I lack knowledge of the new Gc, would you mind putting in CC knowledgeable people?
A program without
Obj
would be better because internal objects in the runtime are not stable either
What I meant by that, using Obj.magic
could easily seeing by the Gc like naked pointers. OCaml+domains doesn't admit naked pointers. The next OCaml version(5.00) will support domains by default.
@kayceesrk, @Engil : have you something to share here ?
FTR, I'm happy to replace this data structure with something else. Even better if the table keys were weak (but I did read somewhere that ephemerons are not available in 5.0...)
@gares Ephemerons are available in 5.0. Some of the unsupportable functions in multicore have been removed. Please find the supported API here: https://github.com/ocaml-multicore/ocaml-multicore/blob/5.00/stdlib/ephemeron.mli. The removed functions have also been marked deprecated
on trunk OCaml: https://github.com/ocaml/ocaml/blob/trunk/stdlib/ephemeron.mli.
Thanks ill give ephemerons a try then (they were not there I believe when I coded this).
But what about the int cast trick I was doing here? I found that 5.0 uses more tag bits to represent domains, but I could not find why this code is now broken. I'm curious.
I tried to port the code to ephemerons, but I forgot I can't, this is why I had this custom map.
The problem I have is that the boxed value I have cannot be hashed. In particular It is something like term option ref
and the instances I need to put in a map are the ones where the ref points is None
(it's a logic programming language, unification variables are mutable, they born unassigned and end up assigned eventually).
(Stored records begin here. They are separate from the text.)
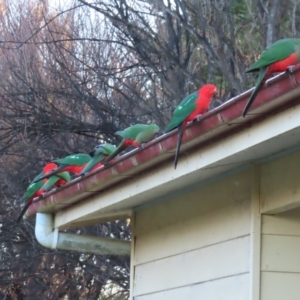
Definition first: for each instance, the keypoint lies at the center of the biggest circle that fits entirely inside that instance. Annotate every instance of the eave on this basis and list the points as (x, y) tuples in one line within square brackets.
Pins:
[(221, 142)]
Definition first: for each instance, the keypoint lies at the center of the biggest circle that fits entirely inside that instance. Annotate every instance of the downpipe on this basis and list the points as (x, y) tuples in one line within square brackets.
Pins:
[(52, 238)]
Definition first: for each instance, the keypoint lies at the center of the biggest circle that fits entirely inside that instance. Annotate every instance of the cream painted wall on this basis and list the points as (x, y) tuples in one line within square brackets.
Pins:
[(195, 244), (280, 258), (213, 243)]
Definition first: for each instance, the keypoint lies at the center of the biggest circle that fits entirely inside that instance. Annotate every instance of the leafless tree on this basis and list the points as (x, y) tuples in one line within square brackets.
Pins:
[(70, 78)]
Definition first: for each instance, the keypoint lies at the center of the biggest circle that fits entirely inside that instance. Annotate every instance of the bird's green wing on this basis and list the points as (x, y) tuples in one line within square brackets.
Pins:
[(31, 190), (277, 51), (182, 111), (53, 179), (108, 149), (74, 159), (92, 163)]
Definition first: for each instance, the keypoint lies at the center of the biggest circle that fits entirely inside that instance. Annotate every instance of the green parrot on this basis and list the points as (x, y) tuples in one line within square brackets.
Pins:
[(276, 58), (73, 163), (36, 189), (99, 153), (134, 135)]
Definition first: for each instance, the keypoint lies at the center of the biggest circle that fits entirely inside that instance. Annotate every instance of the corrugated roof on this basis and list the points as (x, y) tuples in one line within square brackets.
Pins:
[(281, 92)]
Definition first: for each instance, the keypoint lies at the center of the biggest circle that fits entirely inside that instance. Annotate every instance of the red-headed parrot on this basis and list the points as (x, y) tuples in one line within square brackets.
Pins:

So I can't possibly provide a decent hash function, since all ref cells I need to use as keys contain 0. The old code was using the address of the ref cell as a hash value, and the rest of the code was coping with the fact that the GC could move the cell (something that happens for sure, but not very frequently, so after all the lookup was quick on the average).
So I'm afraid I need to repair the old code. @kayceesrk could you shed some light on why the old code is broken? (the address_of thing seems the culprit).
After some thinking I found a way, see PR #127. The performances are a bit weird, so I need to investigate more on this PR, but are OKish (there is some effect on code paths which are not really touched by the patch).
One very weird thing is that the elpi parser (written in camlp5) now needs a lot more of stack space.
See 831b06d
This is not a blocking issue, since I want to ditch camlp5 eventually, but looks very weird to me.
Is it a known "problem" of multicore? Does it ring a bell?
The increased stack space requirement doesn't ring a bell. It may be useful to open an issue on OCaml github repo when you get the chance. Thanks!